Gli Alimenti Tossici per il Gatto: La Lista da Conoscere

Molti cibi che per noi sono innocui, o addirittura salutari, possono essere pericolosi o tossici per il gatto. Cipolla, uva, cioccolato e persino il latte sono solo alcuni degli alimenti umani che è bene tenere lontani dalla sua ciotola. Conoscere la lista dei cibi da evitare, saper riconoscere i sintomi di un’intossicazione e sapere come reagire in caso di ingestione può fare davvero la differenza per la salute del gatto.
In questa guida vediamo perché tanti cibi umani sono pericolosi, i pericoli di cipolla e aglio, cioccolato e caffeina, uva e uvetta, il tema del latte, altri alimenti da evitare, i sintomi da riconoscere e cosa fare in caso di ingestione. È un capitolo di salute legato all’alimentazione del gatto. Nota: questo contenuto è solo informativo e non sostituisce il veterinario; in caso di ingestione di un alimento tossico, contatta subito il veterinario o un centro antiveleni.
Indice dei contenuti
Perché sono pericolosi
Prima della lista, una domanda di fondo.

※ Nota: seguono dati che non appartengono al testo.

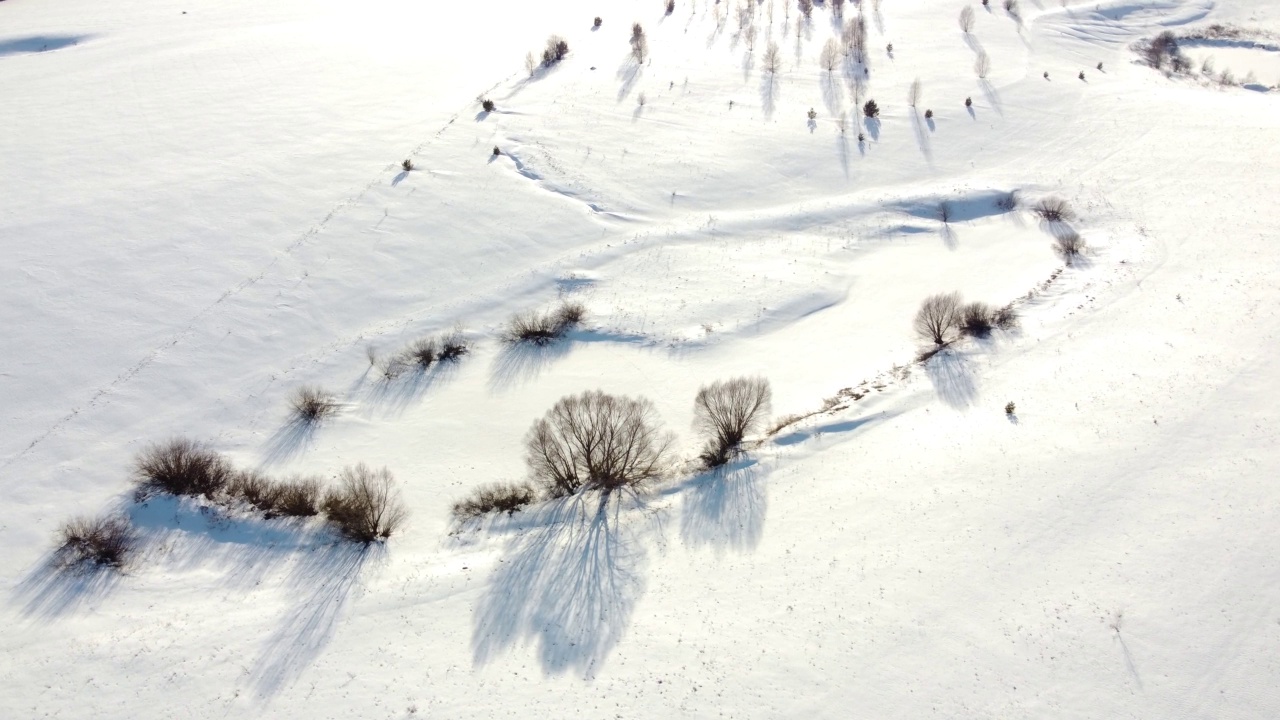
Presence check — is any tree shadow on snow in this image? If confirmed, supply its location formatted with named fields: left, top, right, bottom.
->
left=471, top=493, right=645, bottom=678
left=250, top=541, right=373, bottom=700
left=489, top=338, right=571, bottom=389
left=924, top=347, right=978, bottom=410
left=680, top=460, right=769, bottom=552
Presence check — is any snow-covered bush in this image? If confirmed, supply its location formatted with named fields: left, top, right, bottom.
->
left=58, top=515, right=138, bottom=568
left=504, top=297, right=586, bottom=345
left=289, top=386, right=339, bottom=423
left=694, top=378, right=773, bottom=468
left=324, top=462, right=407, bottom=543
left=543, top=35, right=568, bottom=68
left=133, top=438, right=234, bottom=500
left=453, top=483, right=538, bottom=520
left=525, top=391, right=673, bottom=497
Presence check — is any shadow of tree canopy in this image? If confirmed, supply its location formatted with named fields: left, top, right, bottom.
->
left=471, top=493, right=645, bottom=678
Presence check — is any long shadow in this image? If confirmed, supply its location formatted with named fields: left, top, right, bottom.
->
left=365, top=360, right=465, bottom=414
left=680, top=460, right=769, bottom=552
left=760, top=72, right=778, bottom=118
left=471, top=493, right=645, bottom=678
left=0, top=35, right=93, bottom=58
left=250, top=541, right=373, bottom=700
left=262, top=418, right=320, bottom=468
left=924, top=347, right=978, bottom=410
left=864, top=118, right=879, bottom=140
left=12, top=551, right=123, bottom=621
left=818, top=72, right=845, bottom=115
left=489, top=338, right=572, bottom=389
left=911, top=109, right=933, bottom=165
left=978, top=78, right=1005, bottom=115
left=617, top=55, right=643, bottom=102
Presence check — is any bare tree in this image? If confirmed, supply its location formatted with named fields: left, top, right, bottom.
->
left=973, top=50, right=991, bottom=79
left=324, top=462, right=407, bottom=543
left=760, top=40, right=782, bottom=74
left=525, top=389, right=673, bottom=497
left=818, top=37, right=841, bottom=73
left=694, top=378, right=773, bottom=468
left=915, top=292, right=961, bottom=345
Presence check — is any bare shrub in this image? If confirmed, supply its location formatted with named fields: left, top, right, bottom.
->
left=543, top=35, right=568, bottom=68
left=58, top=515, right=138, bottom=568
left=818, top=37, right=841, bottom=73
left=225, top=470, right=280, bottom=512
left=1032, top=196, right=1075, bottom=223
left=914, top=292, right=961, bottom=345
left=133, top=438, right=234, bottom=500
left=841, top=15, right=867, bottom=63
left=289, top=386, right=339, bottom=423
left=760, top=40, right=782, bottom=74
left=694, top=378, right=773, bottom=468
left=324, top=462, right=407, bottom=543
left=631, top=23, right=649, bottom=63
left=404, top=337, right=440, bottom=370
left=959, top=302, right=995, bottom=337
left=268, top=477, right=321, bottom=518
left=436, top=329, right=471, bottom=363
left=525, top=389, right=673, bottom=497
left=973, top=50, right=991, bottom=79
left=1053, top=229, right=1084, bottom=266
left=453, top=483, right=538, bottom=520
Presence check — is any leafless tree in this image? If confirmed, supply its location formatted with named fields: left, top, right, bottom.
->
left=525, top=389, right=673, bottom=497
left=915, top=292, right=960, bottom=345
left=818, top=37, right=841, bottom=73
left=324, top=462, right=407, bottom=543
left=694, top=378, right=773, bottom=468
left=973, top=50, right=991, bottom=79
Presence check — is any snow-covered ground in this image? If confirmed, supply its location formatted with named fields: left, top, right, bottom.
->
left=0, top=0, right=1280, bottom=719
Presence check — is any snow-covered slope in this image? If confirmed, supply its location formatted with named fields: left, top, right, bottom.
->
left=0, top=0, right=1280, bottom=717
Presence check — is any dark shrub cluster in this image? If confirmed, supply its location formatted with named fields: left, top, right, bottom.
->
left=453, top=483, right=538, bottom=520
left=503, top=301, right=586, bottom=345
left=915, top=292, right=1018, bottom=348
left=58, top=515, right=138, bottom=568
left=374, top=329, right=471, bottom=380
left=1032, top=197, right=1075, bottom=223
left=134, top=438, right=404, bottom=542
left=694, top=378, right=773, bottom=469
left=289, top=386, right=342, bottom=423
left=324, top=462, right=407, bottom=543
left=543, top=35, right=568, bottom=68
left=133, top=438, right=236, bottom=500
left=525, top=391, right=673, bottom=497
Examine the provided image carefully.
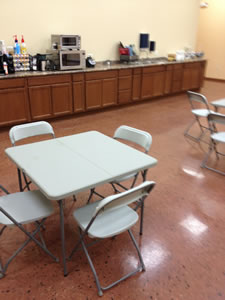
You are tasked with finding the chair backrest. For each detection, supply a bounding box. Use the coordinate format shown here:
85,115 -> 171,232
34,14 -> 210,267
9,121 -> 55,146
187,91 -> 210,111
208,113 -> 225,125
93,181 -> 155,217
113,125 -> 152,153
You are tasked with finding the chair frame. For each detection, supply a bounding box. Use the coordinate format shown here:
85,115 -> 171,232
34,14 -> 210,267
184,91 -> 212,144
0,186 -> 59,279
201,113 -> 225,175
68,181 -> 155,296
9,121 -> 55,192
111,125 -> 152,235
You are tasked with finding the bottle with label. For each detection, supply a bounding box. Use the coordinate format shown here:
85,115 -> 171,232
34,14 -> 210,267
3,61 -> 8,75
21,35 -> 27,54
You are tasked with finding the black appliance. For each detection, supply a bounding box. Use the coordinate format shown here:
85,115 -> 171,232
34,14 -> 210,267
0,54 -> 15,74
0,55 -> 5,75
86,55 -> 96,68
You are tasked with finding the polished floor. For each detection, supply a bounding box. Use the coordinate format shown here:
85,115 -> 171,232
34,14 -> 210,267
0,81 -> 225,300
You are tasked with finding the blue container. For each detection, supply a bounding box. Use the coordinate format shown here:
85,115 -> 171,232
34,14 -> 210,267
140,33 -> 149,49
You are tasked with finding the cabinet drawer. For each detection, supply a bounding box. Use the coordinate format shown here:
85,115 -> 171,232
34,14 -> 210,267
0,78 -> 25,89
173,64 -> 183,70
119,76 -> 132,90
166,65 -> 173,71
143,66 -> 166,74
173,69 -> 182,81
133,68 -> 141,75
72,73 -> 84,81
28,74 -> 71,86
119,69 -> 132,76
118,90 -> 131,103
184,62 -> 201,69
85,71 -> 117,80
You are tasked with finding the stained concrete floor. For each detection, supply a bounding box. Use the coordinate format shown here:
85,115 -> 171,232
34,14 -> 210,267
0,81 -> 225,300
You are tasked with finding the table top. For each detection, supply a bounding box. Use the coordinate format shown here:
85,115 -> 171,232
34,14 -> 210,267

Perché ciò che mangiamo noi può far male al gatto?
Il gatto ha un metabolismo molto diverso dal nostro e un corpo piccolo: sostanze che il nostro organismo gestisce senza problemi possono risultare per lui tossiche, e quantità che a noi sembrano minime possono avere effetti seri. Essendo un carnivoro stretto, inoltre, non è fatto per molti alimenti della nostra dieta. Capire perché tanti cibi umani sono pericolosi per il gatto aiuta a non sottovalutare il rischio e a tenere questi alimenti fuori dalla sua portata.
Cipolla e aglio
Apriamo la lista con una famiglia di alimenti insospettabile. Cipolla e aglio sono tra i nemici numero uno.

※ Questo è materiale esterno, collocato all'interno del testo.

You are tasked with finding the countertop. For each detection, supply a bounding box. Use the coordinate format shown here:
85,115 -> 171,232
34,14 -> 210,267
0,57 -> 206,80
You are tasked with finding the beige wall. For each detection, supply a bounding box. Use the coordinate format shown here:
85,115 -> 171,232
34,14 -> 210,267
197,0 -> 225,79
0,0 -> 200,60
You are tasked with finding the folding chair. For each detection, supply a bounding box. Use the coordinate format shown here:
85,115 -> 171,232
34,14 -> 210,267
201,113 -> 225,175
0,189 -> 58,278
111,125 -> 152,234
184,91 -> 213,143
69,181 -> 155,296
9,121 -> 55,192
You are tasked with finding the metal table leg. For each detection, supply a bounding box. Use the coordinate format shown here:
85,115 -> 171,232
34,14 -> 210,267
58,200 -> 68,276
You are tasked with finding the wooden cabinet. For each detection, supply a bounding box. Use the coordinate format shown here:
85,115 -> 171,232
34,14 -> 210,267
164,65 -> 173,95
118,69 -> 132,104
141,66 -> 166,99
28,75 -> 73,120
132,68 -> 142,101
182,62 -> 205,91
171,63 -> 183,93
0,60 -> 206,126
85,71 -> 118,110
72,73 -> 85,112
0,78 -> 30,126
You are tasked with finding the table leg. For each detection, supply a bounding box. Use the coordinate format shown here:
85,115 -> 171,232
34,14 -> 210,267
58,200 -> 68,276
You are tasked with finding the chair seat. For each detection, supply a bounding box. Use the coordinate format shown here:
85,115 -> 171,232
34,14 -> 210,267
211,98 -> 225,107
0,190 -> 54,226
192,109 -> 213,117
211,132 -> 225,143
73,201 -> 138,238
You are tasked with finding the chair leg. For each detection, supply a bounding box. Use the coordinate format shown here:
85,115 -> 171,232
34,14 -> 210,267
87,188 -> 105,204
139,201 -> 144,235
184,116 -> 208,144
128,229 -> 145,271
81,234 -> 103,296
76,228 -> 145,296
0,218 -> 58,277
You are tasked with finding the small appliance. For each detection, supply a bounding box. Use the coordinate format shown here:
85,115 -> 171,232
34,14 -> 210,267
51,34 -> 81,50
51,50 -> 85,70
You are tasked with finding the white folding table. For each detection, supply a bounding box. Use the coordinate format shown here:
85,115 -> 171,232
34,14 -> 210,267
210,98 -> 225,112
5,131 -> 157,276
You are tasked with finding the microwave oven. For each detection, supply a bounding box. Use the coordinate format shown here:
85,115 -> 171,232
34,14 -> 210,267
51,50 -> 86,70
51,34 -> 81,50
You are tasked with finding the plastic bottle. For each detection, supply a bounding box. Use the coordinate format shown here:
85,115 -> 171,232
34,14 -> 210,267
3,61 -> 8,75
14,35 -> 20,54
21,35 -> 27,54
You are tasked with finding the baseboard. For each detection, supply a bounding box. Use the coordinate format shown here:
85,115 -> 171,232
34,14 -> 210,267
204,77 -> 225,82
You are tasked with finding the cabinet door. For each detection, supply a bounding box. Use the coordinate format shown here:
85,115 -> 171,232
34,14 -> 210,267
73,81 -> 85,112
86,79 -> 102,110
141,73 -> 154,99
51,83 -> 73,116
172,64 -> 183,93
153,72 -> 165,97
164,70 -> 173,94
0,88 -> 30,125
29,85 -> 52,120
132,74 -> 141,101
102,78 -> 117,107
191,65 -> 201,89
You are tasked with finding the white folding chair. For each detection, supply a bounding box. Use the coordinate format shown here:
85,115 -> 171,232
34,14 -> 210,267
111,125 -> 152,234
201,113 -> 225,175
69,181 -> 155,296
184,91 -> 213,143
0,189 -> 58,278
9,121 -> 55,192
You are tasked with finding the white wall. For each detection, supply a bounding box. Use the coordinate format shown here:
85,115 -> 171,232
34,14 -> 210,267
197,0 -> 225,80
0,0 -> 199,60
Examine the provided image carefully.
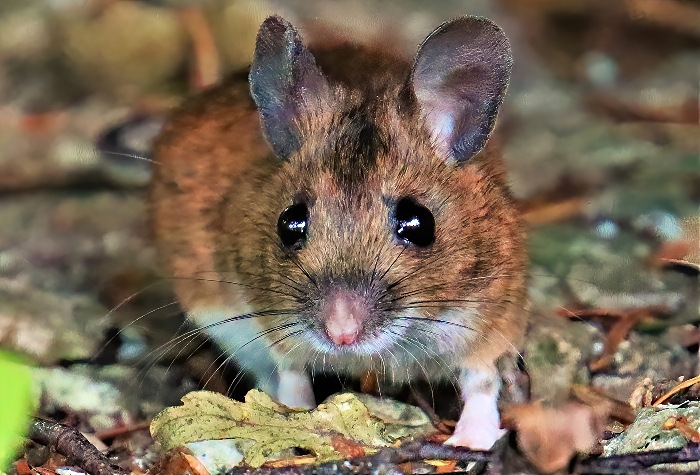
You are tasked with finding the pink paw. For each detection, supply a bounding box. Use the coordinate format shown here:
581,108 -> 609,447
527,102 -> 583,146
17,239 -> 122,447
445,424 -> 507,450
445,394 -> 507,450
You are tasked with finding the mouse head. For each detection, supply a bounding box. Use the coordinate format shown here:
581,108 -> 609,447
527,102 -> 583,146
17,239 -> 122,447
231,17 -> 522,364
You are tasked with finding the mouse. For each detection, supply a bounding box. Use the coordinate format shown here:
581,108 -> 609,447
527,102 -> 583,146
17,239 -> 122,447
149,12 -> 527,449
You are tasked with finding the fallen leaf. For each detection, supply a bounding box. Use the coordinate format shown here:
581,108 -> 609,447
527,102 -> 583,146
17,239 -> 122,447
503,402 -> 608,473
151,390 -> 433,467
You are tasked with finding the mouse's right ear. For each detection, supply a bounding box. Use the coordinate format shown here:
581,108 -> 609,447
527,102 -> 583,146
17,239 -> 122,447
249,16 -> 331,159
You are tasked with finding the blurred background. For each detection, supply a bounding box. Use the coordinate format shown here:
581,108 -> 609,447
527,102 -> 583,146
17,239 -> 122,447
0,0 -> 700,468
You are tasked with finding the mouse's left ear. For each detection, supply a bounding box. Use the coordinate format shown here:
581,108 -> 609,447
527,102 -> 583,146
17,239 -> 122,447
410,17 -> 513,162
249,16 -> 332,159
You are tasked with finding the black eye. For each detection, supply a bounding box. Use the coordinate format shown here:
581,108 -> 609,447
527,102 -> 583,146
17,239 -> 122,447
396,198 -> 435,247
277,203 -> 309,249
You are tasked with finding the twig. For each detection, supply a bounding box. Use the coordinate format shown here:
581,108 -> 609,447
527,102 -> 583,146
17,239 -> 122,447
652,375 -> 700,407
574,444 -> 700,475
29,418 -> 129,475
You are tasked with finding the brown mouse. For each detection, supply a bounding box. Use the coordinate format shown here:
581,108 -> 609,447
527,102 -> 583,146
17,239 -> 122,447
151,16 -> 526,449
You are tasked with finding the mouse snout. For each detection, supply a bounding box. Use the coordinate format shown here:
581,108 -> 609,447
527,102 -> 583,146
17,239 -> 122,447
320,290 -> 369,346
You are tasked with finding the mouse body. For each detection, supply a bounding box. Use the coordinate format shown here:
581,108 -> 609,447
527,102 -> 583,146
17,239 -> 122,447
150,16 -> 526,449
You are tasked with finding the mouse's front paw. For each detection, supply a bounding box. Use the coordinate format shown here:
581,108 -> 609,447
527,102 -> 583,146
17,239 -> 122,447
445,421 -> 507,450
445,394 -> 507,450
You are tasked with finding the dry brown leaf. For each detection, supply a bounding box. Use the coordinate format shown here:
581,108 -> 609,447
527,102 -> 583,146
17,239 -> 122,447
661,416 -> 700,444
503,402 -> 609,473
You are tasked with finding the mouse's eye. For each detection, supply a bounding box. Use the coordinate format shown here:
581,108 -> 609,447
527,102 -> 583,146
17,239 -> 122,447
395,198 -> 435,247
277,203 -> 309,249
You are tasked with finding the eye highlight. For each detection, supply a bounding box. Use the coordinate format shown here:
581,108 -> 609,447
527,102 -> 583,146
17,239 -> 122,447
394,198 -> 435,247
277,203 -> 309,250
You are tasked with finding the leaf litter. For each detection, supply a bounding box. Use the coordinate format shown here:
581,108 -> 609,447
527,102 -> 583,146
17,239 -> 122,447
151,390 -> 435,467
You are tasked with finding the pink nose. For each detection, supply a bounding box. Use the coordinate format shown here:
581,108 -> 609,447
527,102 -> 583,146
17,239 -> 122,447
323,291 -> 369,346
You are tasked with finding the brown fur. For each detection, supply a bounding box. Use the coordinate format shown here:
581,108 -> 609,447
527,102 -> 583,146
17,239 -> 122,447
151,32 -> 526,384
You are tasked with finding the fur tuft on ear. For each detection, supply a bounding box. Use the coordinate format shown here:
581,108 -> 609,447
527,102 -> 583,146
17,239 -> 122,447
410,17 -> 512,162
249,16 -> 331,159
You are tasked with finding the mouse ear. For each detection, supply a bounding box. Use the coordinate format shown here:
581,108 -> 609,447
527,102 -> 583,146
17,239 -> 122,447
411,17 -> 512,162
249,16 -> 330,159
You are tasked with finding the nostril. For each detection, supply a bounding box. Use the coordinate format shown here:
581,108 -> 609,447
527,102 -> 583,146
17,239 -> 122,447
321,290 -> 369,346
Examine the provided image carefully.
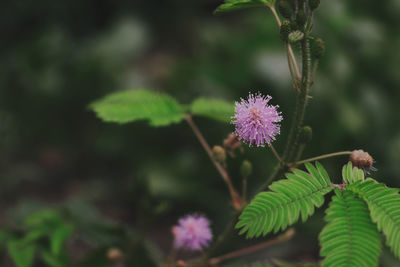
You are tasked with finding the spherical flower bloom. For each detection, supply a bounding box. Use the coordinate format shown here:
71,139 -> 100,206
232,93 -> 282,146
172,214 -> 212,251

Cipolla, aglio, porro, scalogno ed erba cipollina sono tossici per il gatto: possono danneggiare i suoi globuli rossi e portare a una forma di anemia, e lo sono in ogni forma, crudi, cotti, disidratati o in polvere, anche quando “nascosti” in sughi, brodi e piatti pronti. Non esiste una quantità sicura da dare per scontata. Sapere che cipolla, aglio e affini sono pericolosi per il gatto, in qualsiasi forma, aiuta a evitarli del tutto e a fare attenzione ai cibi che li contengono.
Cioccolato e caffeina
Passiamo a due sostanze molto amate da noi, ma vietate al gatto. Dolcezza ed energia, per lui, sono un rischio.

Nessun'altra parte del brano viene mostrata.